Funkcja i regulacje Artemidy: bogini w utrzymywaniu integralności genomu

Artemida/ pęknięcia obu nici DNA/ niehomologiczne lepkie końce

Artemida jest strukturalnie specyficzną endonukleazą kiedy łączy się jednostką katalityczną ufosforylowaną przez DNA-zależne białko - kinazę. Ta strukturalnie specyficzna endonukleaza jest odpowiedzialna za rozwinięcie kodujących końców struktury spinki w V(D)J rekombinacji. W naprawie pęknięć obu nici DNA, Artemida bierze udział w końcowym etapie procesu na drodze niehomologicznego łączenia końców (NHEJ). Ostatnio wykazano, że udział Artemidy w NHEJ zależy od typu uszkodzeń DNA. Co ciekawe, ostatnie dowody sugerują, że aktywność Artemidy w końcowym etapie nie jest jedyną jej funkcją. W rzeczywistości, Artemida jest szybko fosforylowana przez mutagen ataksji teleangiektazji w odpowiedzi na uszkodzenia DNA i pojawienie się tej fosforylacji w Artemidzie, powoduje jej zaangażowanie w regulację punktów kontrolnych w cyklu komórkowym.

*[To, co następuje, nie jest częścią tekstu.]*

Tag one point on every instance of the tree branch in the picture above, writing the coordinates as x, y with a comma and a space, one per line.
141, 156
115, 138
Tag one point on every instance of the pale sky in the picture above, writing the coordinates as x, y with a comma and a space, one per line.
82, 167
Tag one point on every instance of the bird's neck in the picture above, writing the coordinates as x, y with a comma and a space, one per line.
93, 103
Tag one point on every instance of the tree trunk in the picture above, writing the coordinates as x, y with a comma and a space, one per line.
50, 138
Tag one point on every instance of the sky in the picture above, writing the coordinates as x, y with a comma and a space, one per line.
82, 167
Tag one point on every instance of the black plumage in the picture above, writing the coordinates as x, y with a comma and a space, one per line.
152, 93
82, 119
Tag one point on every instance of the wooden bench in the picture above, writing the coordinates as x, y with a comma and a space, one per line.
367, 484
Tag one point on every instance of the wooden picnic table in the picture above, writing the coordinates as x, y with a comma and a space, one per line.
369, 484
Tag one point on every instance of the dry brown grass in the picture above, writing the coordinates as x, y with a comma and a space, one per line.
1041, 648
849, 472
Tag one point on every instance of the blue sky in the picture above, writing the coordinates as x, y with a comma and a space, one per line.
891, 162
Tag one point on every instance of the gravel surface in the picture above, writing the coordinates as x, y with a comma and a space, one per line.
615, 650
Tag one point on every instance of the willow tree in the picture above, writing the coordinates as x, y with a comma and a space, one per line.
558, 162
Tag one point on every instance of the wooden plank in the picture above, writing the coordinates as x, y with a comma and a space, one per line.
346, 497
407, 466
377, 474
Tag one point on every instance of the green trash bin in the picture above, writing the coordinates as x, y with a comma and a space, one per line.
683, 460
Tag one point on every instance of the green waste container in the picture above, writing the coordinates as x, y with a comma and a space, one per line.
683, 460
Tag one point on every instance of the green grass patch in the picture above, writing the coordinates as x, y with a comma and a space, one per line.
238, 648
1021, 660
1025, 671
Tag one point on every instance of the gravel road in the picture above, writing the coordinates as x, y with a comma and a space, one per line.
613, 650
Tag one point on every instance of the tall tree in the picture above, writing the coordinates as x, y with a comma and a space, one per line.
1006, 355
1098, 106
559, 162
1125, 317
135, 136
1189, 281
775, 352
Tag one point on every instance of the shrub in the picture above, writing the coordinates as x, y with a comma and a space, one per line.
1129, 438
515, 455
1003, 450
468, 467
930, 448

Te odkrycia sugerują, że Artemida jest wielofunkcjonalnym białkiem biorącym udział w utrzymywaniu integralności genomu na dwóch różnych poziomach; pierwszym- w końcowym etapie procesu na drodze NHEJ, innym- na ścieżce sygnałowej w regulacji cyklu komórkowego. Toteż zrozumienie funkcji Artemidy może dać nam daleko idące wejrzenie w sieć naprawy DNA. W tym artykule podsumujemy funkcje i regulacje Artemidy.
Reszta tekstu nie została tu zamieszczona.